Idil Biret Archive Edition, Vol. 4, contains the Finnadar album that was the best known of the nine that she made; Biret's coupling of Webern "Variations, Op. 27," and Pierre Boulez's "Piano Sonata No. 2." The program is intelligently filled out with the recording of the Alban Berg "Piano Sonata, Op. 1," that was sandwiched in between instrumental works of Schoenberg and Webern on a different Finnadar release. Of course in the 21st century there is no shortage on disc of any of these pieces, but in the 1970s it was still relatively rare to see them on records, and Biret's recording was the first of the Boulez "Piano Sonata No. 2." Back in the '70s the second Boulez sonata was viewed as a work that was barely playable by anyone, let alone a woman as young as Idil Biret; she was only 21 years old when the Finnadar disc hit the shelves for the first time. Out of print for decades, these Biret performances are finally released on her own "Archive Edition" through the generosity of Ahmet Ertegun, who willed Biret's Finnadar Recordings back to her.

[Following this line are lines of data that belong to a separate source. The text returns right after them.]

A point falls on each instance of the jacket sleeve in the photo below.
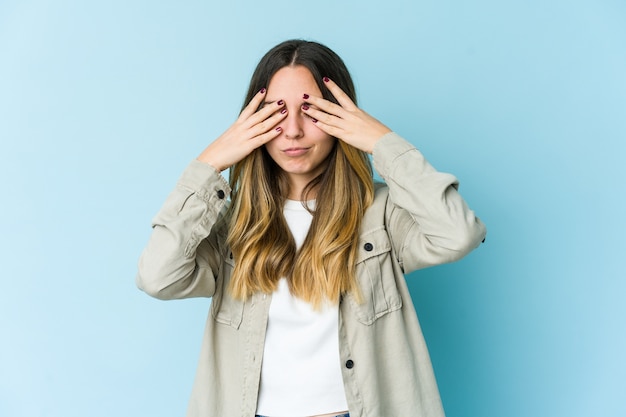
(183, 254)
(427, 220)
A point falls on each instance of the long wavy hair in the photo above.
(263, 248)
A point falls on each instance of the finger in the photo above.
(262, 139)
(338, 93)
(263, 113)
(323, 104)
(254, 104)
(334, 131)
(267, 124)
(325, 116)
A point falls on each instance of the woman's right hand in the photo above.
(251, 130)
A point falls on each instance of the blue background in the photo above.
(102, 104)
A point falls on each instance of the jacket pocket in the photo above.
(376, 277)
(224, 308)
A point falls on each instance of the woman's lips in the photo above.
(295, 151)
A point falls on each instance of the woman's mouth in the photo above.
(295, 151)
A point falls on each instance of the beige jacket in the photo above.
(417, 220)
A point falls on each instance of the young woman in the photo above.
(310, 311)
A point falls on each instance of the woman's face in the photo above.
(302, 148)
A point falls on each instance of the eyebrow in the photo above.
(265, 103)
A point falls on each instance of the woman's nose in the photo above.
(292, 124)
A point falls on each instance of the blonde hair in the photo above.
(260, 240)
(262, 245)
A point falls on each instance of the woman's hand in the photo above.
(344, 121)
(251, 129)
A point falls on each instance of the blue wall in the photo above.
(103, 104)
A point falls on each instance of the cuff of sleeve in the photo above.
(388, 148)
(204, 178)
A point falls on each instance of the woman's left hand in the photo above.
(344, 121)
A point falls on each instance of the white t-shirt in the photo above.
(301, 371)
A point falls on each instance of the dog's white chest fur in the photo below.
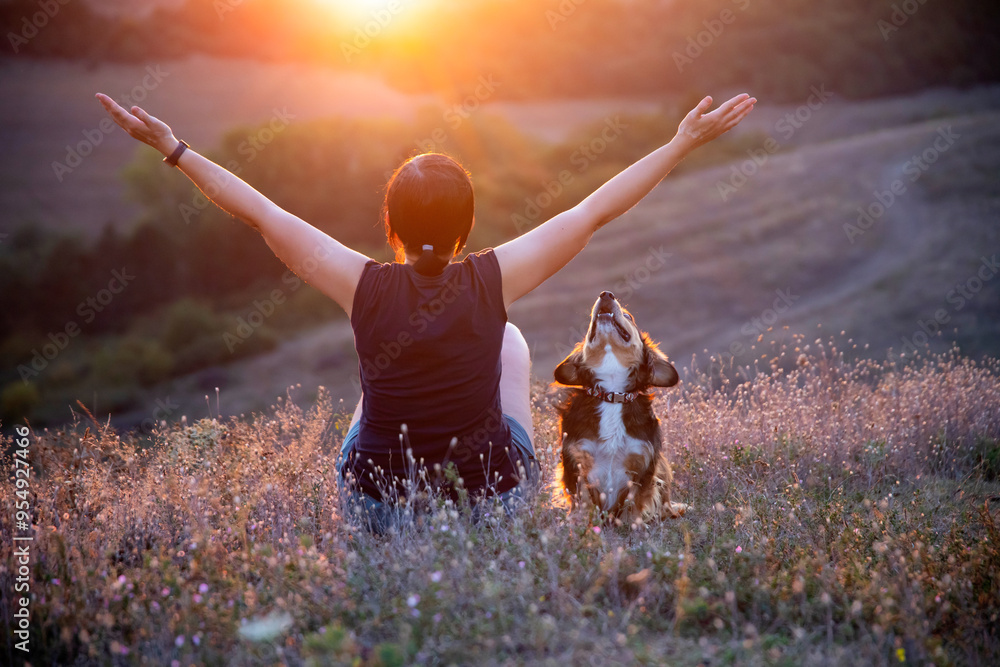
(614, 444)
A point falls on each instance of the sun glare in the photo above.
(381, 12)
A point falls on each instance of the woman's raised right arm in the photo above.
(314, 256)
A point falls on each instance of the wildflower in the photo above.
(267, 628)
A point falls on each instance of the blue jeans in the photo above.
(380, 516)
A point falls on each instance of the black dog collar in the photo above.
(612, 396)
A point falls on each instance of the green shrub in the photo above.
(187, 321)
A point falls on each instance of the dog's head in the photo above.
(615, 354)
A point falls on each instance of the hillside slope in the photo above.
(703, 268)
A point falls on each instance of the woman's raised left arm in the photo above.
(317, 258)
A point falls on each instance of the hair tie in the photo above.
(429, 263)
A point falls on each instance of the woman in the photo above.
(444, 376)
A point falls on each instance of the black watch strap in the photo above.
(176, 155)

The piano used on the Berg in 1974 was not in as good a state of repair as the one used in 1972 for the Webern and Boulez; it clinks, tinks, and hiccups its way through Berg's "Op. 1 Piano Sonata," a work partly defined to many ears by the way Glenn Gould once played it. It is kind of a shame Biret hasn't revisited the Berg sonata in her later recording schedule, as she seems unable here to imbue the piece with the richly romantic style of delivery that suits it best, something that proves a challenge to Biret at age 21 that would not have been an issue at all when she was 41. However, Biret's youthful vigor and precision prove perfect for Anton Webern's typically tiny and aphoristic "Variations, Op. 27"; just listen to the care with which she takes the first movement gestures that combine staccato notes with sustained ones. In Boulez's "Piano Sonata No. 2," Biret's strongest competition -- other than Maurizio Pollini -- is herself, as she recorded the entire cycle of Boulez piano sonatas for Naxos in 1995 on a disc that was widely praised and was the winner of numerous recording awards. Actually, side by side the two interpretations are a draw. What she brings in aggression and raw, nervy energy in 1972 she counterbalances with precision and a clearly defined sense of overall form in 1995, and both approaches work well with this piece.

The 1972 Finnadar Webern/Boulez album was a milestone entry both for Biret and recordings of contemporary music; that alone should be enough to persuade seasoned contemporary music fans to come to this table. However, its reappearance on the market -- no matter how welcome -- should not be taken as a substitute for her later Boulez sonatas recording; that, too, is a milestone, and really both recordings should be appreciated.